= National Union of Students Disabled Students' Campaign =

British disability rights campaign

The National Union of Students Disabled Students' Campaign was a self-running part of the National Union of Students which existed to "remove the stigma from all disabilities, and to encourage all members of our society to take a positive attitude towards understanding the nature of disability and overcoming prejudices".

==Annual conference==
The NUS Disabled Students Campaign conference is an opportunity for Disabled Students Campaign students activists from across the UK to come together to set the direction for the campaign for the year ahead, to attend workshops and hear speakers, and to network with other disabled students.

One of the key functions of the conference is to debate, pass policy which forms the basis of NUS Disabled Students' campaigning and to amend the constitution of the campaign. All changes to policy and the constitution are submitted by Disabled students or societies, up to 5 for each, previous to the conference which are then compiled by the steering committee.

At the conference there is the annual NUS Disabled Students Awards, which started in 2007, to help promote and support the societies which have done things that are considered to be above and beyond the standard.

Officers and committee members are elected at the annual conference by delegates.

=== National officers ===
The National officer within the Disabled Students campaign is an elected paid official who coordinates and fulfills the agenda of the campaign. Currently the elected officer is Rachel O'Brien, who is in her first term of office, and who took over from James Elliott in July 2017.

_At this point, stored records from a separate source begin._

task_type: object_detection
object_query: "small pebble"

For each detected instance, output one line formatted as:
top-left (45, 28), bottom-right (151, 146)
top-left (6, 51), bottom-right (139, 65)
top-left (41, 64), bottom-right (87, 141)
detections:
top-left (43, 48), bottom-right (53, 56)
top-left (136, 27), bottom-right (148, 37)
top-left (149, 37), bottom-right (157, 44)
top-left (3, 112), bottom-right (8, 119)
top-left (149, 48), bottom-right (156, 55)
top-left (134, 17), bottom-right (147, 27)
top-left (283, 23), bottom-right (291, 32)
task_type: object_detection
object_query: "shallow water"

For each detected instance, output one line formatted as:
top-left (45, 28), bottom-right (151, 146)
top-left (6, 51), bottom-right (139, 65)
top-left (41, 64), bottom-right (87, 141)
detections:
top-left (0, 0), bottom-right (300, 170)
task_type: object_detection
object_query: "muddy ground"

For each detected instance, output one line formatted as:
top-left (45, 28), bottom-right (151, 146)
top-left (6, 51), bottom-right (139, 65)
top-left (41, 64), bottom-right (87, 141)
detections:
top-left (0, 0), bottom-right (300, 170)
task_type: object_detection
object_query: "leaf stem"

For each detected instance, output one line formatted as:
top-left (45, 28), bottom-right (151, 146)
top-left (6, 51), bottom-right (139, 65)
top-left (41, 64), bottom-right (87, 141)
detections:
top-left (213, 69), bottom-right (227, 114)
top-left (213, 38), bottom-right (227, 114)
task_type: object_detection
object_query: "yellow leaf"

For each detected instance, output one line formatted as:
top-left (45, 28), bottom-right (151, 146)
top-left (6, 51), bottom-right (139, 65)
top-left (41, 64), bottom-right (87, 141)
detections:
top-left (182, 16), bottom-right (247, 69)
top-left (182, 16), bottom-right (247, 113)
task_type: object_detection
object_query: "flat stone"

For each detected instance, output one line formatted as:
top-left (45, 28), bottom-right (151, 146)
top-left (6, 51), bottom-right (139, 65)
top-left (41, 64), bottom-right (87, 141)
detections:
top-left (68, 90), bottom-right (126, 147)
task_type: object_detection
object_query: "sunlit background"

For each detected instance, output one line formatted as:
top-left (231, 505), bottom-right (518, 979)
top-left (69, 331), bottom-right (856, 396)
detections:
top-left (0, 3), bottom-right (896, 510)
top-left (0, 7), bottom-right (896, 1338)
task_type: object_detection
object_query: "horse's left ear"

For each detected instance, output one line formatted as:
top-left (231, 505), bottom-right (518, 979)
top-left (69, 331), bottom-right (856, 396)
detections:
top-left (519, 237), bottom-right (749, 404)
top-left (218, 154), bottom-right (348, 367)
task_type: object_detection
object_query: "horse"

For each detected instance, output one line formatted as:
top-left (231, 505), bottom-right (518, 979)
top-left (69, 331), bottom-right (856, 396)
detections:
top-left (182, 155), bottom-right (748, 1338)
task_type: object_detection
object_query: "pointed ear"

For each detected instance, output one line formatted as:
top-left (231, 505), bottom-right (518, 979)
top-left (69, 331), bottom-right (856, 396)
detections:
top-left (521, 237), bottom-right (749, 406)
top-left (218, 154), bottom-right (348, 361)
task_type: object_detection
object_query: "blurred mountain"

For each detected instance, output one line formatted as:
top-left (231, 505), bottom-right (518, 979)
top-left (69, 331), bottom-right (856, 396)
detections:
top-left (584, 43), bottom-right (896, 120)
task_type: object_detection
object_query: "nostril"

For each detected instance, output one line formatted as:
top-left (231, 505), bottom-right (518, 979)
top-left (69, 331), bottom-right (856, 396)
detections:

There is one officer for the NUS Disabled Students Campaign, which is open to anyone who identifies within the membership of the Disabled Students campaign. The officer can only stand for two years before having to step down.

The first national officers were elected in 2000, after NUS Annual Conference voted to change the constitution in order for the positions to be created.

=== Committee members ===
Committee Members are elected representatives which help prioritise the agenda of the campaign and fulfill it. There are currently twelve positions on the committee of nine types. The maximum term in office is two years in each type, and the representative must be elected each year.

==== 2nd NEC representative ====
The Disabled Students' Officer sits on the main governing body of the NUS, the National Executive Council (NEC). The campaign also has a second seat on the NEC, and this place is an open place, as in any student can run for it.

==== Further education ====
The further education representative is elected by delegates who are in further education and is in Further Education at the time of election. There is currently one positions as a Further Education representative. The representative is elected to help tackle the lack of participation within the liberation campaign despite the majority of NUS's membership being Further Education and to improve further education for Disabled people.

==== International ====
The international representative is elected by delegates who identify as international students and can only be run for by someone who identifies as such. There is currently one international representative. They are elected to ensure international students are represented in the campaign.

==== Black ====
The black representative comes from and are elected by a caucus of delegates who identify as black, or other ethnic minority. There is currently one position as black representative. They are elected to help tackle racism in the campaign and support black Disabled people in society and education.

==== LGBT ====
The LGBT representative comes from and are elected by a caucus of delegates who identify as LGBT. There is currently one position as LGBT representative. They are elected to help tackle LGBT issues in the campaign and support Disabled LGBT people in society and education.

==== Trans ====
The black representative comes from and are elected by a caucus of delegates who identify as Trans. There is currently one position as trans representative. They are elected to help tackle trans issues in the campaign and support trans people in society and education.

==== Open place x2 ====
The open representatives are elected by delegates and can be contested by any delegate. There are currently two positions as open representatives. They are elected to help the campaign in general.

==== Women's place x2 ====
The women's place representatives come from and are elected by a caucus of delegates who self identify as women. There are currently two positions as women's representatives. They are elected to tackle sexism and help the campaign in general.

==== Nations officers x3 ====
Each of the NUS Nations (Scotland, Wales and Northern Ireland) have their own regional autonomous Disabled Students Campaigns, and these regional officers also sit on the committee.

==Steering committee==
The committee is elected to set the agenda and compile the submitted motions and amendments for annual conference.